Bus Stop Access: The footpath near the north-bound bus stop will be widened by 0.5 meters over a stretch of 50 meters, along with improvements to the existing uncontrolled crossing near Dyson Drive.

Uncontrolled crossing near Dyson Drive

This was previously indicated by reflective bollards:

before

But now the crossing is less visible, especially at night:

after

Compare the new Orion bollard at the North end of the improvements near where the path emerges from Francis Gardens:

after after

An official response (see “Email thread” below) stated:

The bollards at this location were a historical feature and in the past bollards were used more readily than they are now. Addressing the use of yellow high visibility bollards on Worthy Road, a location recognized for its rural and conservation significance. Hampshire County Council's current policy advises against the use of such bollards in rural and conservation areas, except on high-speed roads, locations with a history of injury accidents, and sites with limited visibility.
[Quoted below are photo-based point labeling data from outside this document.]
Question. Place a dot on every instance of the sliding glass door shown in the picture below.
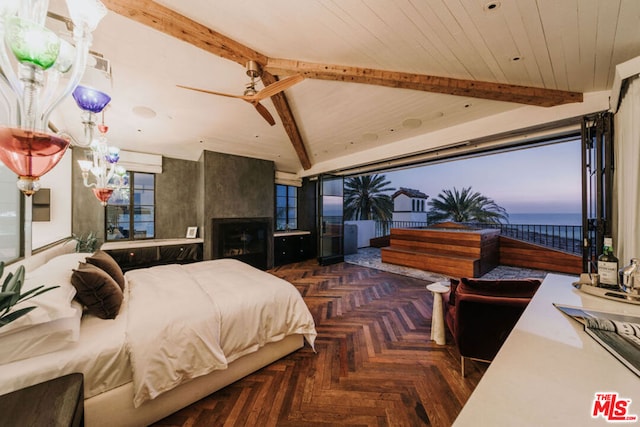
(330, 217)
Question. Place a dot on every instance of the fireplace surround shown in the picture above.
(246, 239)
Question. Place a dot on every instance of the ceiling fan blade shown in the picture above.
(264, 112)
(277, 87)
(211, 92)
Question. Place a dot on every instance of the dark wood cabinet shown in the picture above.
(132, 255)
(292, 247)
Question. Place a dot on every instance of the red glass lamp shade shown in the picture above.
(103, 194)
(30, 154)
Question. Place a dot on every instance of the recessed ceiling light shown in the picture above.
(492, 5)
(144, 112)
(412, 123)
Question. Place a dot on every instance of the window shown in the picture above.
(132, 215)
(286, 207)
(10, 216)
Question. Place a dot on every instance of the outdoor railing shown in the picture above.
(567, 238)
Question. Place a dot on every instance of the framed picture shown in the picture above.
(192, 232)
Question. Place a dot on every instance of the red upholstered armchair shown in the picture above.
(481, 313)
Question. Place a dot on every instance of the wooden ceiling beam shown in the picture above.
(476, 89)
(288, 121)
(167, 21)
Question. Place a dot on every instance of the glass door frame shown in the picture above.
(330, 219)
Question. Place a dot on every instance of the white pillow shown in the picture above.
(54, 304)
(41, 338)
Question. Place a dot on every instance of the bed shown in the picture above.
(180, 333)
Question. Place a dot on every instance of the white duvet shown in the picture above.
(188, 320)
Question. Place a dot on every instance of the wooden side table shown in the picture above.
(437, 317)
(54, 403)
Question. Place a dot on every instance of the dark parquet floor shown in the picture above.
(374, 363)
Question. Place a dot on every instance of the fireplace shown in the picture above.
(246, 239)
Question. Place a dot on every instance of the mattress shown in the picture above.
(100, 354)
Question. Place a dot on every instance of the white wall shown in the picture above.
(59, 227)
(402, 202)
(366, 231)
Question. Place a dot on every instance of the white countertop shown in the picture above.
(549, 369)
(290, 233)
(127, 244)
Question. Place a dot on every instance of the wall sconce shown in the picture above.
(33, 59)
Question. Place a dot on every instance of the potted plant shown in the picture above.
(86, 244)
(10, 295)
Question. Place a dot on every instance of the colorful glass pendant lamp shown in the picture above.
(102, 163)
(34, 60)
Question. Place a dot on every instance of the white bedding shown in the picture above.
(204, 316)
(103, 355)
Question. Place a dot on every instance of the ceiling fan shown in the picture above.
(251, 95)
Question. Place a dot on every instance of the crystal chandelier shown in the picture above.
(39, 70)
(102, 162)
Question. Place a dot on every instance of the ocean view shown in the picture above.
(546, 218)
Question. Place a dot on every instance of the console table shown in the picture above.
(549, 370)
(131, 254)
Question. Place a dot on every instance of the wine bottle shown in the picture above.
(608, 266)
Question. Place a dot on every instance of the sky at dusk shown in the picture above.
(535, 180)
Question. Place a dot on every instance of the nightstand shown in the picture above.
(55, 403)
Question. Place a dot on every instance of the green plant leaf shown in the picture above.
(35, 292)
(14, 315)
(5, 300)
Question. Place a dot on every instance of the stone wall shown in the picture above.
(190, 193)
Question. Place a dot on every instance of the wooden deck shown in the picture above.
(375, 363)
(472, 253)
(453, 252)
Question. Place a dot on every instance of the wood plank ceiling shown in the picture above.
(541, 53)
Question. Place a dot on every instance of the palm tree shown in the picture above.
(465, 206)
(364, 198)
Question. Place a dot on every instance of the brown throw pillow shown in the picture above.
(104, 261)
(97, 291)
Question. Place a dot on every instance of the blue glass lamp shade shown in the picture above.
(89, 99)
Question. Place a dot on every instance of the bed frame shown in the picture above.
(115, 407)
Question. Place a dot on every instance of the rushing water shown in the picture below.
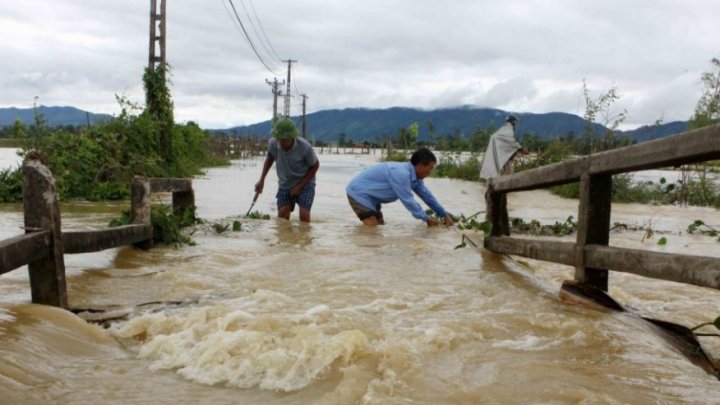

Recent improvements to street lighting have brought the crossings up to current standards, ensuring good visibility for pedestrians whether traveling northbound or southbound. Consequently, having bollards at this crossing serve little purpose.

Dangerous bicycle detour

Strangely, bicycles travelling North are now routed off Worthy Road:

and towards the bus stop and narrow pedestrian path:

On 4 March 2025, two youths on an electric bicycle were seen cycling up the narrow pedestrian path and round the blind corner into Stoke Road. This arrangement seems to be an accident waiting to happen.

It turns out (see “Email thread” below) that the intention of the detour is for cyclists to come off and then cross via the uncontrolled crossing and join the northbound cycle path. Apparently: “The horizontal hazard paving prior to and beyond the dropped kerbs for cyclists clearly indicates the extent of the western path cyclists are allowed onto.”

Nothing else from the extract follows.